Cairo: Egyptian state television has sacked an anti-government anchor after she fled the country and joined a broadcaster sympathetic with the outlawed Muslim Brotherhood, an official said on Tuesday.
Head of provincial channels at Egyptian television Naela Farouq said that Azaa Al Hennawy, a host at the state-run Cairo station, has been dismissed because she is working for Al Sharq TV based in Turkey.
“Al Hennawy is working without a licence at an agency, which is hostile to Egypt in violation of regulations,” Farouq added in media remarks.
Al Sharq is chaired by dissident Egyptian politician Ayman Nour, who left Egypt after the army’s toppling of president Mohammad Mursi, a Brotherhood official, following huge street protests against the Islamist leader’s rule.
In recent years, Al Hennawy had been interrogated and suspended several times for making anti-government remarks on air.
Media authorities have accused her of violating professional standards and expressing her personal views in her programme.
Last year, a disciplinarian court ordered Al Hennawy be suspended from work for four months on charges of insulting President Abdul Fattah Al Sissi in a 2016 episode of her TV programme and violating her job duties.
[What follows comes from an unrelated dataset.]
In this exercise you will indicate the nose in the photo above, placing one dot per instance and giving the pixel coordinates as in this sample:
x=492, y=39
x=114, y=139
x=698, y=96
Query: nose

Last October, she was referred to an investigation again after she had an interview with the Qatari news television Al Jazeera, regarded as a mouthpiece of the Brotherhood.
Al Hennawy left Egypt for Turkey last month. Afterwards, Nour announced in a tweet that Al Hennawy will host a programme on Al Sharq TV.
Qatar and Turkey are staunch backers of the Brotherhood, which is designated as a terrorist organisation in Egypt.